Hecate

Hecate

Hecate or Hekate is a goddess in ancient Greek religion and mythology, most often shown holding a pair of torches or a key. She is variously associated with crossroads, entrance-ways, night, light, magic, witchcraft, knowledge of herbs and poisonous plants, ghosts, necromancy, and sorcery. Her place of origin is debated by scholars, but she had popular followings amongst the witches of Thessaly.

About Hecate in brief

Summary HecateHecate or Hekate is a goddess in ancient Greek religion and mythology, most often shown holding a pair of torches or a key. She is variously associated with crossroads, entrance-ways, night, light, magic, witchcraft, knowledge of herbs and poisonous plants, ghosts, necromancy, and sorcery. Her place of origin is debated by scholars, but she had popular followings amongst the witches of Thessaly and an important sanctuary among the Carians of Asia Minor in Lagina. Hecate was one of several deities worshiped in ancient Athens as a protector of the oikos, alongside Zeus, Hestia, Hermes, and Apollo. In the post-Christian writings of the Chaldean Oracles she was also regarded with rulership over earth, sea, and sky, as well as a more universal role as Savior, Mother of Angels and the Cosmic World Soul. Some scholars have suggested that the name derives from a Greek root, and several potential source words have been identified. A possibility for foreign origin of the name may be an Egyptian goddess of fertility and childbirth, who, like HeCate, was also associated with magic. The hypothesis that she was a foreign deity who was incorporated into the Greek pantheon is widely accepted. Other theories include that she might be derived from the local sun goddesses based on similar attributes, and that her role was already filled by other goddesses in the pantheon by the time she was worshiped by the Greeks in the 8th century BCE. In particular, there is some evidence that she may be derived.

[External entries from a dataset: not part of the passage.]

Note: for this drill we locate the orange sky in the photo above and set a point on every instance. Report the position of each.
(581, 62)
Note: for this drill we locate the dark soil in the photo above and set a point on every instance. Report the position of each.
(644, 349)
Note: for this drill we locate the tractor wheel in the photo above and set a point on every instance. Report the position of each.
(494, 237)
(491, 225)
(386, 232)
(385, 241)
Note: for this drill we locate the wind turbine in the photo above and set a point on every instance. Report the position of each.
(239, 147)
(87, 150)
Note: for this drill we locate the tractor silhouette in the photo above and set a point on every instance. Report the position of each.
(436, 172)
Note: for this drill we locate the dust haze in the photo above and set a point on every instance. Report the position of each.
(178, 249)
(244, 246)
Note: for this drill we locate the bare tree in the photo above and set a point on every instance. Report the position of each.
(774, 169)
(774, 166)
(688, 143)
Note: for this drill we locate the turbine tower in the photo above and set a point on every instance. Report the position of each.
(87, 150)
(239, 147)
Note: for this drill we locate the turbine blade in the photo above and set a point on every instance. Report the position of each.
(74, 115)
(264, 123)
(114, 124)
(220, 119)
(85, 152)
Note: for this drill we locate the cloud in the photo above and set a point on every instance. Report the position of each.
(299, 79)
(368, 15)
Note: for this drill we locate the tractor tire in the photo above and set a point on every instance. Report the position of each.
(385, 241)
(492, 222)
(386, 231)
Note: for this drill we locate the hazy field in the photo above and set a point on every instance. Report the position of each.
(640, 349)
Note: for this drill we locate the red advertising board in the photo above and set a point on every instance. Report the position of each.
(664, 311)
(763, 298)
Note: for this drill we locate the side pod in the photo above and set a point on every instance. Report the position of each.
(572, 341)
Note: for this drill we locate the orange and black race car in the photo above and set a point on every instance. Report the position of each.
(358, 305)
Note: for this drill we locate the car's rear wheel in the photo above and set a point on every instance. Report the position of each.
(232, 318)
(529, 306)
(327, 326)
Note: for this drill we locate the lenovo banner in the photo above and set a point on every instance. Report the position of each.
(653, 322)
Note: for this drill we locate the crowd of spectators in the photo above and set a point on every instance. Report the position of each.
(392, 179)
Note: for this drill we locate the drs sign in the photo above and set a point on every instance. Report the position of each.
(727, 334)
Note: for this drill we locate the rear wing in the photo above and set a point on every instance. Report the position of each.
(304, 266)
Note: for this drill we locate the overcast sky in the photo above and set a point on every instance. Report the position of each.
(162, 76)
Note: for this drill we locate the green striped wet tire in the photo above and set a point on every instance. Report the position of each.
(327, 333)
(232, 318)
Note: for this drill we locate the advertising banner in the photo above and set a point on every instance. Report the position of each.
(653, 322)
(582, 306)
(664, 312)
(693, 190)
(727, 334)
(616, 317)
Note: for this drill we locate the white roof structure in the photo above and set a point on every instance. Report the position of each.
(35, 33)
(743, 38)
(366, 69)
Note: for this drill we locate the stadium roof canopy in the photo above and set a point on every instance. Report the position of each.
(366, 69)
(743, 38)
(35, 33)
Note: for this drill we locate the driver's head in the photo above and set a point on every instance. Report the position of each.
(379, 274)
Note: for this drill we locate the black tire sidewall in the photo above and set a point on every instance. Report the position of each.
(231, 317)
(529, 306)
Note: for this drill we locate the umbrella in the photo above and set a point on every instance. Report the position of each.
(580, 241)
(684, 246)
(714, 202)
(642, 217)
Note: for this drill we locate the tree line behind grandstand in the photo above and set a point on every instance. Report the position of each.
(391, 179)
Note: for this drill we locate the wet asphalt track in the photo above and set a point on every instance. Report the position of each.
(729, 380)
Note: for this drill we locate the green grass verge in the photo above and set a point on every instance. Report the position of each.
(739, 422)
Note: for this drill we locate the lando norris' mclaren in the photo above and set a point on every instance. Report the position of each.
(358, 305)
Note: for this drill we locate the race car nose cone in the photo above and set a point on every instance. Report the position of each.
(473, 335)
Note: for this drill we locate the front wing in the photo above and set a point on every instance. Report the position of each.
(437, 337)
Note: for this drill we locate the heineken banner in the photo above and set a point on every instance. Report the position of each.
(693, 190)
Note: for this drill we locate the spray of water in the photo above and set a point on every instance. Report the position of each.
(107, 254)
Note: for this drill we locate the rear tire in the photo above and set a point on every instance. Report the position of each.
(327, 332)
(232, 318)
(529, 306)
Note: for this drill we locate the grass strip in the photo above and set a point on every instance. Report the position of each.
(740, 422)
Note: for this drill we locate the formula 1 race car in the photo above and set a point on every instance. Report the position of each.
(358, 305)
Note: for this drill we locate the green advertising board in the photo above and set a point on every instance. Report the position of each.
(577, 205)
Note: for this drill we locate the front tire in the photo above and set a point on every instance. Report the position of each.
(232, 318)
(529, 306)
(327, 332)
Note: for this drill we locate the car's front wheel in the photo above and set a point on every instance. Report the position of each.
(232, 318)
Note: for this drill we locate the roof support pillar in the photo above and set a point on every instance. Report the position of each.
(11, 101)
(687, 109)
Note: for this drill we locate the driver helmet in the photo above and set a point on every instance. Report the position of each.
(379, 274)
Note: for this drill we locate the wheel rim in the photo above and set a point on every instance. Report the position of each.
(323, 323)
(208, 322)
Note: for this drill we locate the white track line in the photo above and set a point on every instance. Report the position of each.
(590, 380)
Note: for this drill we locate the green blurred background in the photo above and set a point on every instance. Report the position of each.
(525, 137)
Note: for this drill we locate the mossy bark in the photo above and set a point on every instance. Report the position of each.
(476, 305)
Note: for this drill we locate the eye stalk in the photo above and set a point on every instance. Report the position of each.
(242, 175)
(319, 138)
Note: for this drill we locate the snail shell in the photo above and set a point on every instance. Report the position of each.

from the Greek goddess Other, who was more prominent in the ancient pantheon than other deities. She was also worshipped in Asia Minor, where her association with Artemis seems to have been a late development, and the competing theories that the attribution of darker aspects and magic to Hecates were themselves not originally part of her cult. She may also have originated in Anatolia, the region where most theophoric names invoking Shecate, such as Hecataeus or Hecatomnus, the father of Mausolus, are attested, and where hecate remained a Great Goddess into historical times, at her unrivaled cult site of Lagina, in Phrygia. It has been remarked that she is more at home on the fringes than in the center of Greek polytheism. She straddles conventional boundaries and eludes definition. The name may have been derived from an obscure epithet of Apollo interpreted as \”the far reaching one\” or “the far-darter’”. This has been suggested in comparison with the attributes of the goddess Artemis, strongly associated with Apollo and frequently equated with HecATE in the classical world. No sources suggested list will or willingness as a major attribute of Hecette, which makes this possibility unlikely. It is possible it is a conflict, as it is not safe to assume that Carophian names involving hekat refer to a major deity free from the dark underworld and to the underworld.